Yes. The Terms of Use of Services and Privacy Policy of the Aarogya Setu App clearly substantiates that the privacy of individuals are protected. At the same time, it clearly indicates that the Data Processing Principles like

• Processing of Personal Data is carried fairly under the legal framework and in transparent manner.
• Purpose Limitation: The personal data is collected for specific and legitimate purposes only with processing of it purely restricted for the purposes it is being collected and the same is explicitly mentioned in the Privacy Policy.
• Data Minimization: Personal data which is adequate and relevant to the mentioned purposes are only collected and processed which is evident from the personal data collected to meet the purposes mentioned in Privacy Policy.
• Data Accuracy: Reasonable steps and processes are taken and defined to ensure that the personal data collected is accurate and kept up to date and the inaccurate data are erased or rectified.
• Storage Limitation: Personal data is stored only for the period for it is required to, for the purposes mentioned in the Privacy Policy.
• Security Measures: Appropriate Security Measures like encryption of data in transit and as well at rest are taken to protect the confidentiality and integrity of the data is taken.
• Accountability of the personal data collected is clearly mentioned.
• For storing the personal data for longer periods, the purpose is legitimate under applicable laws and is clearly mentioned in the Privacy Policy.
• Personal Data is annonymised (encrypted in such way that it cannot be decrypted or recovered again) before it is being used for reporting and data analytics purposes.
• Personal Data is stored only on the Servers hosted and controlled by the Govt. of India and is accessed by the authorized people. It is not transferred or disclosed to any third party or to any third country. Now the Second Pillar about the privacy rights of the individuals is also fulfilled and is evident from the Privacy Policy. The fulfilled privacy rights are as :
• Receive notification about the collection, use and other data processing principles applied on the personal data in a clear and transparent manner.

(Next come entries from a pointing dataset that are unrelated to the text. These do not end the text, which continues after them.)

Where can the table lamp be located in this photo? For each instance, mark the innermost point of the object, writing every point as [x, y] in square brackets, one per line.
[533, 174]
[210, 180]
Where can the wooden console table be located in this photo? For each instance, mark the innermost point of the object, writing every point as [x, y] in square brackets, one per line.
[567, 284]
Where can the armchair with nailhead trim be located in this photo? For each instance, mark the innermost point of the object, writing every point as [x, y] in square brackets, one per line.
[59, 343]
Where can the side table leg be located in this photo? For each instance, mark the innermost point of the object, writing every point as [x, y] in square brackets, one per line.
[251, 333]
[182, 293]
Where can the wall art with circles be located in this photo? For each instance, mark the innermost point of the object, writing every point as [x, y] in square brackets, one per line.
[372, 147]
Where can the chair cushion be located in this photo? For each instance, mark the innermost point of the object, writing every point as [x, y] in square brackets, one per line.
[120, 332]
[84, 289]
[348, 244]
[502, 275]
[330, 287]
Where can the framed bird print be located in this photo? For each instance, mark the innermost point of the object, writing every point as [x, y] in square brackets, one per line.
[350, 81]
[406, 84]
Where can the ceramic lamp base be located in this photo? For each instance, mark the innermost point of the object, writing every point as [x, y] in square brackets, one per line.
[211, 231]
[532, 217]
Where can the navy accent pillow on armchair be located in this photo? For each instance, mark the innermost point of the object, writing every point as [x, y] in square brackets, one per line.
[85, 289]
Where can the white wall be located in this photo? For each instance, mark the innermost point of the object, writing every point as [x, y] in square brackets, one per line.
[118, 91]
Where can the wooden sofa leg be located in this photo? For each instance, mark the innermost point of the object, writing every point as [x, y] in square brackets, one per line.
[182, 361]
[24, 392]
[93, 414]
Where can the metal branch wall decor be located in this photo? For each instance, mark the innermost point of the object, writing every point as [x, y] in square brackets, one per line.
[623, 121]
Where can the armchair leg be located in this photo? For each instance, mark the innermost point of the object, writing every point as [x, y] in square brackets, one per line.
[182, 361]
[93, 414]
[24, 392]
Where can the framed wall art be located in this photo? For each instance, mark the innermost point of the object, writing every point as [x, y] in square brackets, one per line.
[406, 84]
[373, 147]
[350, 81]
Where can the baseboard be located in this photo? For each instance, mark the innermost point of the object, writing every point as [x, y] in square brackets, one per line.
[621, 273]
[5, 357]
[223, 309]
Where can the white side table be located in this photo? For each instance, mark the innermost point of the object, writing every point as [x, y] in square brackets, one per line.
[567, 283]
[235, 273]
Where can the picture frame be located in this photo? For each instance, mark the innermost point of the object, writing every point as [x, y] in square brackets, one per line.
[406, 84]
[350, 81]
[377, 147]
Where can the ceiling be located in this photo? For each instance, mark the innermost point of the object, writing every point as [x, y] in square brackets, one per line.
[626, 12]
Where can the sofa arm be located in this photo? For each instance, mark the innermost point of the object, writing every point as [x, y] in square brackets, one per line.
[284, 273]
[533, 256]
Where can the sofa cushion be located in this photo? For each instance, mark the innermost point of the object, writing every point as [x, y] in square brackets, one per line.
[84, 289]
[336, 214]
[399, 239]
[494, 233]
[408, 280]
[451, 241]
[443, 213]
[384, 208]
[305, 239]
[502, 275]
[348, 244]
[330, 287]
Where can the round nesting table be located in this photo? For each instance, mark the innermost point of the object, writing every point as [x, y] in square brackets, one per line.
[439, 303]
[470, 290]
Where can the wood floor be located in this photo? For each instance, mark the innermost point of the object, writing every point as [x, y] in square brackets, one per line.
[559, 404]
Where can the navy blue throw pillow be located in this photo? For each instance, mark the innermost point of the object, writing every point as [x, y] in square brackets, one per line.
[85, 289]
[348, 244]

• Access the personal profile
• Rectify the personal data collected by the App
• The personal data can be erased or is deleted from the mobile once the app is uninstalled and the deleted from the Server post 30 days from the uninstall of the app.
• For any grievances related to the app or the personal data processing, individual can directly contact the nominated person over email. Now the last and Important Third Pillar about the organizational and legal framework. The personal data collected, its processing and security measures are fully compliant with the Information Technology Act 2000 and Information Technology 2011 Rules and judicial remedy can be availed for any non compliance.



Yes, there are some gaps related to updation of Privacy Policy and liability clause, which under my opinion has very low impact on privacy and security and the same are already highlighted to the concerned for improvement. Hope that’s enough for all the people who are skeptical on the privacy of the Aarogya Setu App and agree that Aarogya Setu App – Protects Life and Privacy.
So start using Aarogya Setu App, if not used so far.